Estrogens produce biological effects by interacting with two estrogen receptors, ER alpha and ER beta. Drugs that selectively target ERa or ERb might be safer for conditions that have been traditionally treated with non-selective estrogens. Several synthetic and natural ER beta-selective compounds have been identified. One class of ER beta-selective agonists is represented by ERB-041 (WAY-202041) which binds to ER beta much greater than ER alpha. A second class of ER beta-selective agonists derived from plants include MF101, nyasol and liquiritigenin that bind similarly to both ERs, but only activate transcription with ER beta.
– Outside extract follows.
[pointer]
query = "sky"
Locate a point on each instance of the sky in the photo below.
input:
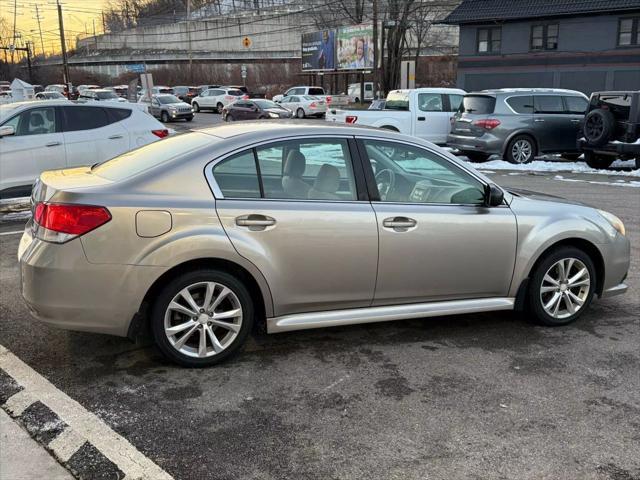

Diarylpropionitrile represents a third class of ER beta-selective compounds because its selectivity is due to a combination of greater binding to ER beta and transcriptional activity. However, it is unclear if these three classes of ER beta-selective compounds produce similar biological activities. The goals of these studies were to determine the relative ER beta selectivity and pattern of gene expression of these three classes of ER beta-selective compounds compared to estradiol (E(2)), which is a non-selective ER agonist. U2OS cells stably transfected with ER alpha or ER beta were treated with E(2) or the ER beta-selective compounds for 6 h. Microarray data demonstrated that ERB-041, MF101 and liquiritigenin were the most ER beta-selective agonists compared to estradiol, followed by nyasol and then diarylpropionitrile. FRET analysis showed that all compounds induced a similar conformation of ER beta, which is consistent with the finding that most genes regulated by the ER beta-selective compounds were similar to each other and E(2). However, there were some classes of genes differentially regulated by the ER beta agonists and E(2). Two ER beta-selective compounds, MF101 and liquiritigenin had cell type-specific effects as they regulated different genes in HeLa, Caco-2 and Ishikawa cell lines expressing ER beta. Our gene profiling studies demonstrate that while most of the genes were commonly regulated by ER beta-selective agonists and E(2), there were some genes regulated that were distinct from each other and E(2), suggesting that different ER beta-selective agonists might produce distinct biological and clinical effects.